Discrete diffusion language models (dLLMs) generate text by iteratively denoising a masked sequence. Compared with autoregressive models, this paradigm naturally supports parallel decoding, bidirectional context, and flexible generation patterns. However, standard dLLMs condition each denoising step only on the current hard-masked sequence, while intermediate continuous representations are discarded after sampling and remasking. We refer to this bottleneck as the Information Island problem. It leads to redundant recomputation across steps and can degrade cross-step consistency.

We address this limitation with MetaState, a lightweight recurrent augmentation that equips a frozen dLLM backbone with a persistent, fixed-size working memory that remains independent of sequence length. MetaState consists of three trainable modules: a cross-attention Mixer that reads backbone activations into memory slots, a GRU-style Updater that integrates information across denoising steps, and a cross-attention Injector that feeds the updated memory back into backbone activations. We train these modules with K-step unrolling to expose them to multi-step denoising dynamics during fine-tuning.

On LLaDA-8B and Dream-7B, MetaState introduces negligible trainable parameters while keeping the backbone frozen, and it consistently improves accuracy over frozen baselines. These results demonstrate that persistent cross-step memory is an effective mechanism for bridging denoising steps and improving generation quality in discrete diffusion language models.

Method

MetaState framework architecture showing Mixer, Updater, and Injector modules
MetaState Framework.
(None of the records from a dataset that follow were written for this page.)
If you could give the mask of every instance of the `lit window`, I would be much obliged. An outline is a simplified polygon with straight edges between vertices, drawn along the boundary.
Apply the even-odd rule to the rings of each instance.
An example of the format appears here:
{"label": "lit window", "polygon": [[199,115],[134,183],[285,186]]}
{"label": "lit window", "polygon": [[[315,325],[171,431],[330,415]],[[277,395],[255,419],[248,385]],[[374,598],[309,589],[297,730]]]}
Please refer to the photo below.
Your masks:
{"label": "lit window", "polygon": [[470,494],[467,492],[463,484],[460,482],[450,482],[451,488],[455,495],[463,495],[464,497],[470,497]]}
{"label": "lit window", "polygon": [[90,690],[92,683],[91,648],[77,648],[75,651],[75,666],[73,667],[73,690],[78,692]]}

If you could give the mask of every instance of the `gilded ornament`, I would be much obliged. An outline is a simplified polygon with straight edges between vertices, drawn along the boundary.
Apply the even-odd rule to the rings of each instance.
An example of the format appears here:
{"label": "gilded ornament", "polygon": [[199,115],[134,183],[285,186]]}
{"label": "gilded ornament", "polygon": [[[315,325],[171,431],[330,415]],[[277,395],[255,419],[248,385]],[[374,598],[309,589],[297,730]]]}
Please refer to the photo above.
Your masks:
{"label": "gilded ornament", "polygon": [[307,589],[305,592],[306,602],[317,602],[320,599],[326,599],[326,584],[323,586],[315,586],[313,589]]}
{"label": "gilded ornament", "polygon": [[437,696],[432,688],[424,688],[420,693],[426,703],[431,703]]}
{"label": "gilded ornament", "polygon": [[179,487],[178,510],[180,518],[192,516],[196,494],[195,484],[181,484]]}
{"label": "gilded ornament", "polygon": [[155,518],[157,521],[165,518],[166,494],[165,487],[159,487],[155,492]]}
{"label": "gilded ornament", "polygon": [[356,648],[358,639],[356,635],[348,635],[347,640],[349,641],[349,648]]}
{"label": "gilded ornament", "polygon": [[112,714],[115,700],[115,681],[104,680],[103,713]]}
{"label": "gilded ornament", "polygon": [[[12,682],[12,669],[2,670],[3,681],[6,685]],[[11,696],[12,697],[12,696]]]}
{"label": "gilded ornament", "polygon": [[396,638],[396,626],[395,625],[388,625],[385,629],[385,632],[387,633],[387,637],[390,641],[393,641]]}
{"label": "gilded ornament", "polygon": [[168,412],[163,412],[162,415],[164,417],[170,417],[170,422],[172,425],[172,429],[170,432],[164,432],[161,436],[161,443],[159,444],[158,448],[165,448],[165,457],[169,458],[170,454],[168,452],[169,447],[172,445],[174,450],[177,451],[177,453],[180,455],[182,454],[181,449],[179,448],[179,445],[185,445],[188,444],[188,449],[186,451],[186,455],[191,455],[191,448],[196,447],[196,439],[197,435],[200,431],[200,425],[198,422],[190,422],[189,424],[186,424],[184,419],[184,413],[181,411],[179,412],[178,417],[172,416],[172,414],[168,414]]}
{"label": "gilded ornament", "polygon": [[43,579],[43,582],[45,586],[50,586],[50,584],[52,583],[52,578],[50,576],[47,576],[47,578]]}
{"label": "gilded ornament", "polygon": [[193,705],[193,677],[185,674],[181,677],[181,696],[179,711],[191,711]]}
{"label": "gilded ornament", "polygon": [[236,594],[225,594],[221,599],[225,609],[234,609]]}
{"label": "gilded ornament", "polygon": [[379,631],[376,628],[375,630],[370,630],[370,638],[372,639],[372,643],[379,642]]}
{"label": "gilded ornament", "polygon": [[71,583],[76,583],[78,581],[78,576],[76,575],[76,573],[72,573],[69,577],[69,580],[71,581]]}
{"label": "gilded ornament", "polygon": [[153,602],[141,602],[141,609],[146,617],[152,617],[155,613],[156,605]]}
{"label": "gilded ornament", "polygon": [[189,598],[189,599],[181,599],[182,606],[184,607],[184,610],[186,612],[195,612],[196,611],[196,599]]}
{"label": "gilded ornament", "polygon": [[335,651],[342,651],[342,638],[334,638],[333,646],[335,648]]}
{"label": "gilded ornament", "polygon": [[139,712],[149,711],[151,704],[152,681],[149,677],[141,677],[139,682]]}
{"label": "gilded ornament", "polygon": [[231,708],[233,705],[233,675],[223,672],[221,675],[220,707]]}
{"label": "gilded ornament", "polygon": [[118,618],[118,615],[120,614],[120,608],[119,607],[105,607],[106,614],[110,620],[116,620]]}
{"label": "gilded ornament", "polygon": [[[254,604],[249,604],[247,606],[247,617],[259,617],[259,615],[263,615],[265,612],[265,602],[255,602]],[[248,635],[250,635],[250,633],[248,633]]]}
Three lightweight modules augment a frozen dLLM backbone with persistent working memory across denoising steps.

Mixer

Cross-attention module that reads backbone activations into M fixed-size memory slots, compressing sequence-level information into a compact representation.

Updater

GRU-style recurrent module that integrates information across denoising steps, allowing the memory to accumulate and refine knowledge over time.

Injector

Cross-attention module that feeds the updated memory back into backbone activations, enriching each step with persistent cross-step context.

Results

Bar chart comparing MetaState performance across benchmarks
Performance comparison across mathematical reasoning and code generation benchmarks (generation length 256, block size 32, dual cache).
Model GSM8K MATH-500 HumanEval MBPP
Dream backbone (7B)
Dream-Base 73.7 37.6 54.9 52.6
  + MetaState 75.7 46.0 61.0 53.8
    Δ vs. Base +2.0 +8.4 +6.1 +1.2
Dream-Instruct 76.2 45.0 56.1 51.0
  + MetaState 79.5 46.8 57.3 54.2
    Δ vs. Instruct +3.3 +1.8 +1.2 +3.2
LLaDA backbone (8B)
LLaDA-Base 67.4 28.8 33.5 25.6
  + MetaState 76.4 38.4 39.6 29.6
    Δ vs. Base +9.0 +9.6 +6.1 +4.0
LLaDA-Instruct 78.5 36.8 37.2 26.0
  + MetaState 80.0 39.2 39.6 28.6
    Δ vs. Instruct +1.5 +2.4 +2.4 +2.6

Bold marks the best result per column within each backbone group. Δ denotes improvement over the corresponding baseline.